"Responding to the Unspeakable"
Introduction
Response #1: Anger
A person who is hateful will, by definition, do hateful things. And a person who is full of hate, refusing to yield to Christ, is like a bomb waiting to explode. In a 1994 article, Wars’ Lethal Leftovers Threaten Europeans, Associated Press reporter Christopher Burns wrote:
The bombs of World War II are still killing in Europe. They turn up—and sometimes blow up—at construction sites, in fishing nets, or on beaches fifty years after the guns fell silent. “Hundreds of tons of explosives are recovered every year in France alone. Thirteen old bombs exploded in France last year, killing twelve people and wounding eleven,” the Interior Ministry said.
“I’ve lost two of my colleagues,” said Yvon Bouvet, who heads a government team in the … region that defuses explosives from both World War I and II.… “Unexploded bombs become more dangerous with time,” Bouvet said. “With the corrosion inside, the weapon becomes more unstable, the detonator can be exposed.”
Hatred is a lit fuse that will unleash every sin in the human heart. There is only one person who can safely deactivate this deadly bomb called hate. It is Jesus Christ Himself.

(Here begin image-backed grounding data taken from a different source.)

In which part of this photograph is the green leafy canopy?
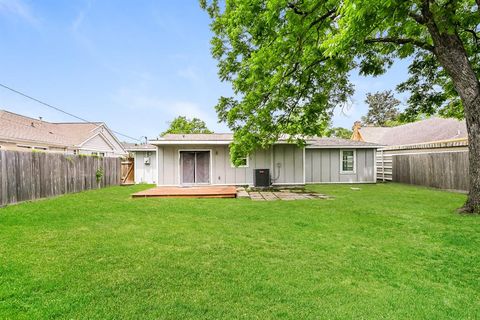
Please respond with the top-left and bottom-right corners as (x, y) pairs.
(362, 90), (401, 126)
(161, 116), (213, 136)
(200, 0), (480, 162)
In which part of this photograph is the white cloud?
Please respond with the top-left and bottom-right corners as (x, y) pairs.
(0, 0), (38, 25)
(113, 86), (217, 126)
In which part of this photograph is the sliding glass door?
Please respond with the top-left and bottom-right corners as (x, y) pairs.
(180, 151), (210, 184)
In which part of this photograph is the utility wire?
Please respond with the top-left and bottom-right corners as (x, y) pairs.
(0, 83), (141, 142)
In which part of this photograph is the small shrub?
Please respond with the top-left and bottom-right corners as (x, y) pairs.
(95, 168), (104, 183)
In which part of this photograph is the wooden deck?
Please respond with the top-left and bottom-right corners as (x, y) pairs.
(131, 186), (238, 198)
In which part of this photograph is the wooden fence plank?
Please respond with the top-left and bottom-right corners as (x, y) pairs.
(0, 151), (7, 207)
(390, 151), (468, 192)
(0, 150), (121, 206)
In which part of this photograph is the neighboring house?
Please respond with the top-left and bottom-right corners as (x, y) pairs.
(129, 133), (379, 187)
(0, 109), (127, 157)
(351, 117), (469, 190)
(351, 117), (467, 146)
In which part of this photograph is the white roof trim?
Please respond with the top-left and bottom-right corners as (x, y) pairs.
(306, 145), (379, 149)
(78, 131), (115, 149)
(150, 140), (378, 148)
(150, 140), (232, 145)
(126, 148), (157, 152)
(99, 125), (128, 153)
(79, 124), (127, 154)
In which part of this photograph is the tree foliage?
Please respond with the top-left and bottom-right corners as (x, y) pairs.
(362, 90), (400, 126)
(161, 116), (213, 136)
(200, 0), (478, 145)
(201, 0), (480, 211)
(397, 52), (465, 122)
(327, 127), (353, 139)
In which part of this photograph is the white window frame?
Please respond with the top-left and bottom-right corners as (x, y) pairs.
(230, 155), (249, 168)
(340, 149), (356, 174)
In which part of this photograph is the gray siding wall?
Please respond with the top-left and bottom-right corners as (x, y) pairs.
(156, 144), (304, 186)
(157, 145), (274, 186)
(305, 148), (376, 183)
(156, 144), (375, 186)
(134, 151), (157, 184)
(271, 144), (304, 184)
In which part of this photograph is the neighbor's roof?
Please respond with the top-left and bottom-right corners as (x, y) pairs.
(0, 109), (118, 148)
(151, 133), (379, 148)
(357, 117), (467, 146)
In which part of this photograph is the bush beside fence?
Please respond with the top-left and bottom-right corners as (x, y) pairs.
(0, 150), (121, 206)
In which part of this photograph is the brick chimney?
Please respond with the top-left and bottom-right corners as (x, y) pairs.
(351, 121), (364, 141)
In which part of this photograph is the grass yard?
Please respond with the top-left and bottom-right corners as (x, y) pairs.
(1, 183), (479, 319)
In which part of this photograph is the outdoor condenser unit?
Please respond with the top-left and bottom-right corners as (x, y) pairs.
(254, 169), (271, 187)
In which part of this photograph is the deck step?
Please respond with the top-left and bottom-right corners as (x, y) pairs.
(131, 186), (237, 199)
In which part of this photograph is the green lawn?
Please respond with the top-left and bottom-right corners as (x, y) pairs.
(1, 183), (479, 319)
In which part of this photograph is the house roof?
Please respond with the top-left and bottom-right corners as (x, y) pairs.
(306, 137), (379, 148)
(0, 109), (123, 150)
(356, 117), (467, 146)
(160, 133), (235, 141)
(122, 142), (157, 151)
(150, 133), (379, 148)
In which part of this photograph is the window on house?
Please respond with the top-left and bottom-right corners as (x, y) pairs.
(231, 156), (249, 168)
(341, 150), (355, 173)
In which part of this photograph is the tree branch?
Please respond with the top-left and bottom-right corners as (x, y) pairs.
(287, 2), (308, 16)
(463, 28), (480, 46)
(309, 8), (337, 29)
(409, 12), (426, 24)
(365, 37), (434, 52)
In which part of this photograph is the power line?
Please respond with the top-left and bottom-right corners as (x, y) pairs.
(0, 83), (140, 142)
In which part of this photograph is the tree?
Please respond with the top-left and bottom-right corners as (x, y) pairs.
(327, 127), (353, 139)
(161, 116), (212, 136)
(201, 0), (480, 213)
(361, 90), (400, 126)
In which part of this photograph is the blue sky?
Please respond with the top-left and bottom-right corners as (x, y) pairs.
(0, 0), (410, 142)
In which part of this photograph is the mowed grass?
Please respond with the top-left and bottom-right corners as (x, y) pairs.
(0, 183), (479, 319)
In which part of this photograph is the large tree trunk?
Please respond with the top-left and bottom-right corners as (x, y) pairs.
(427, 28), (480, 213)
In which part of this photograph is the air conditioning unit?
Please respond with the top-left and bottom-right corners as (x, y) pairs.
(144, 157), (150, 165)
(254, 169), (271, 187)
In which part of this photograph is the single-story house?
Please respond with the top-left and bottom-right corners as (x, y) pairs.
(0, 109), (127, 157)
(127, 133), (379, 186)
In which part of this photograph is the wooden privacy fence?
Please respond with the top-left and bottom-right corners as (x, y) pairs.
(0, 150), (121, 206)
(121, 157), (135, 185)
(391, 151), (469, 192)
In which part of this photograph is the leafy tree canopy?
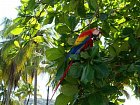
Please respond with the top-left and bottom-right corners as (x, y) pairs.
(0, 0), (140, 105)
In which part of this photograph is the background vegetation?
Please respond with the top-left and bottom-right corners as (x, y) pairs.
(0, 0), (140, 105)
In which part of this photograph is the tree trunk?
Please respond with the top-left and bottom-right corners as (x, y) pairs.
(25, 94), (30, 105)
(46, 76), (51, 105)
(34, 69), (37, 105)
(5, 80), (11, 105)
(46, 85), (49, 105)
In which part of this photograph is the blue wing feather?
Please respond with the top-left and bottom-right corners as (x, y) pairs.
(65, 36), (91, 60)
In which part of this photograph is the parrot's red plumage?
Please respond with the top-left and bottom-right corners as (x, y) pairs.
(51, 28), (101, 100)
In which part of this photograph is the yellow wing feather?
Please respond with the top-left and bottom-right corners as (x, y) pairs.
(74, 35), (89, 46)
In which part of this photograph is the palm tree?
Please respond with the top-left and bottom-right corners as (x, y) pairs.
(0, 8), (56, 104)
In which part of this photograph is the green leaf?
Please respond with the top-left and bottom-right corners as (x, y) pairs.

Christ threw His life on sin and took on the full impact of its lethal effects.
Response #2: Passivity
Second Samuel 10 records a seemingly impossible impasse for the armies of David. David’s commanding general, Joab, “saw that the battle was set against him both in front and in the rear.” Then he and his brother, Abishai, vowed to support each other and to leave the results in the hands of God. Joab reinforced Abishai with these courageous words:
If the Syrians are too strong for me, than you shall help me, but if the Ammonites are too strong for you, then I will come and help you. Be of good courage, and let us play the man for our people, and for the cities of our God; and may the Lord do what seems good to him (2 Sam. 10:9, 11–12).